Saturday, May 2, 2015

Volume VII Introduction

I got my love of genealogy and family history from my father. He caught the genealogy bug from his mother, Alice (Muir) Jennings. Her grandfather was James Muir, the subject of this volume, and she was the great granddaughter of Robert Muir (c1800-1869), the founder of this particular line of Muirs.

When I was organizing my genealogy books and papers, I found, among Dad's possessions, a notebook in my grandmother's handwriting. Grandma Jennings was the only grandparent who lived to see me married. She took me on my first plane trip, spoiled me rotten and listened when I thought my parents weren't. We were very close.

Grandma lived with her "Grandmum Maggie" Muir, James Muir's first wife, after her mother died in 1909 until 1920 when Margaret died following an operation. Alice was 14 years old and found she had to make her own way in the world.

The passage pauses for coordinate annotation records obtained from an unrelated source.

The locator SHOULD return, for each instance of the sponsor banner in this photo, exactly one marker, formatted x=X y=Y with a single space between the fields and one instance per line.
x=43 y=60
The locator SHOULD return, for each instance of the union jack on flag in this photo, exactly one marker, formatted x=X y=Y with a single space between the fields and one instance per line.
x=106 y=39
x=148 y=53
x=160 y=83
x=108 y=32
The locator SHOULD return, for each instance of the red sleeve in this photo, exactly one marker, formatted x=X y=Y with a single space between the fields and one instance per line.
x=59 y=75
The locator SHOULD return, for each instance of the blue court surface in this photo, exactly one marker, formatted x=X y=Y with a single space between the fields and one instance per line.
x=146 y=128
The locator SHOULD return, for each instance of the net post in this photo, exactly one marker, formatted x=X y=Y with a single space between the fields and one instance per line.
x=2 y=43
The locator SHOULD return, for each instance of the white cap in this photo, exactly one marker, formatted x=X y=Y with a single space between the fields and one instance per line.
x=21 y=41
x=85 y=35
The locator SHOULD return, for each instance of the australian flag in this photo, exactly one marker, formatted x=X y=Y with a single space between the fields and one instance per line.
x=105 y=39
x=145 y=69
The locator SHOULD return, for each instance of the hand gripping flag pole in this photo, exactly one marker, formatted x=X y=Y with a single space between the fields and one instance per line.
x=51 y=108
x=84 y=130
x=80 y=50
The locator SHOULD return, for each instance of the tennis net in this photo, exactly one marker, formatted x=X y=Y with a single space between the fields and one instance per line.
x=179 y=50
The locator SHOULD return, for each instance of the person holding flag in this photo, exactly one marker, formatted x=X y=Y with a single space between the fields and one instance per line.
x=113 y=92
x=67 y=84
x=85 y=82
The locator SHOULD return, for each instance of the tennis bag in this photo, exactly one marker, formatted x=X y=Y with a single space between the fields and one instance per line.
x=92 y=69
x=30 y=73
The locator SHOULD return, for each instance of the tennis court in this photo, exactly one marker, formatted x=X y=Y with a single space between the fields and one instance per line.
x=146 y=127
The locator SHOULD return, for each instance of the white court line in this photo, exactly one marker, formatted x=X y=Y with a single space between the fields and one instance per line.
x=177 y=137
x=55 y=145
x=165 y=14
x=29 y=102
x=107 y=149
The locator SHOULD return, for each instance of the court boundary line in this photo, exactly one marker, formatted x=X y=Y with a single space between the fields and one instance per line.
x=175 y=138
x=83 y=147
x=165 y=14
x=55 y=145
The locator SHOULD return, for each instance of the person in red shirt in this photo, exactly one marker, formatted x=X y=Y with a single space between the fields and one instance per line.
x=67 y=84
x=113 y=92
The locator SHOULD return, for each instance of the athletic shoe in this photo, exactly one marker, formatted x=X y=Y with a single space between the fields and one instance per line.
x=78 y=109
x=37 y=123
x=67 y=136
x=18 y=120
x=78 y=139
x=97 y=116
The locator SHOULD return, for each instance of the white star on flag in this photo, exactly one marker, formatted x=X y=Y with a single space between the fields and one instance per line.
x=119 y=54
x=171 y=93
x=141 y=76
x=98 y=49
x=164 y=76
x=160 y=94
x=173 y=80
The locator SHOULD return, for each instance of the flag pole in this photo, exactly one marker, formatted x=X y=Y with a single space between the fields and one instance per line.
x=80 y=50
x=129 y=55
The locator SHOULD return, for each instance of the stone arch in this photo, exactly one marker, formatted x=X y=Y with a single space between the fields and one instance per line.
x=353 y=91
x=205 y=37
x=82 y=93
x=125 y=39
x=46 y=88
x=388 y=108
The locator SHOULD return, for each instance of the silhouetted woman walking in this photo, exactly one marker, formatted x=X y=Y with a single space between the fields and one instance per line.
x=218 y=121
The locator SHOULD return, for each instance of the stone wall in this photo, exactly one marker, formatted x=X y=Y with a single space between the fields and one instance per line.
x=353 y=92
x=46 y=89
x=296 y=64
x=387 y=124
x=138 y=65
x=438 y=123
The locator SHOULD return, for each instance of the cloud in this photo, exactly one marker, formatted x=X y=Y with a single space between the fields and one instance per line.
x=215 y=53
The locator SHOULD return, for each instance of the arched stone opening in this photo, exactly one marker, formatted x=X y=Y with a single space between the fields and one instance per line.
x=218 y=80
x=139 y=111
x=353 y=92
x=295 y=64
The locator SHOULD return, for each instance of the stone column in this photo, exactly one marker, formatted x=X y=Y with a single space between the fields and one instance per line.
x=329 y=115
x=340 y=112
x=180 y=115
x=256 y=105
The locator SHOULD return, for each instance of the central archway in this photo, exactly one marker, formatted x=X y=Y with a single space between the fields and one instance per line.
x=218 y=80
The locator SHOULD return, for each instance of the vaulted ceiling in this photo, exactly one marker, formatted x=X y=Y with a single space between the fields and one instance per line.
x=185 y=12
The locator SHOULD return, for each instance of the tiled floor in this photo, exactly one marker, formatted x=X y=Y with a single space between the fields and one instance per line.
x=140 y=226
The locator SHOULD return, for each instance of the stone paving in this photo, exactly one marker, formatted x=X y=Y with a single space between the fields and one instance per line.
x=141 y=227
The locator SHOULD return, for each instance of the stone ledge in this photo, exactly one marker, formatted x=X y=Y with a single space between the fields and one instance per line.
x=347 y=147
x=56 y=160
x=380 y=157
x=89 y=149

In 1924 she was working as maid and nanny for a family in West Virginia. She had taken their young son to the "talkies." The little boy could not yet read so Grandma read the movie to him. Behind her were a group of young men who mimicked her, generally having a wonderful time at her expense.

Marvin Edward and Alice (Muir) Jennings on vacation in 1951

She started walking out with one of those men. His name was Marvin Edward Jennings. He was 23 years old, from Roanoke, Virginia, and worked as a clerk for the railroad. Grandma always said they were a couple of misfits who did well together. She was blind in one eye; born with a detached retina. He had polio as a young child and was lame in one leg, wearing a brace and a special shoe to help him walk more normally.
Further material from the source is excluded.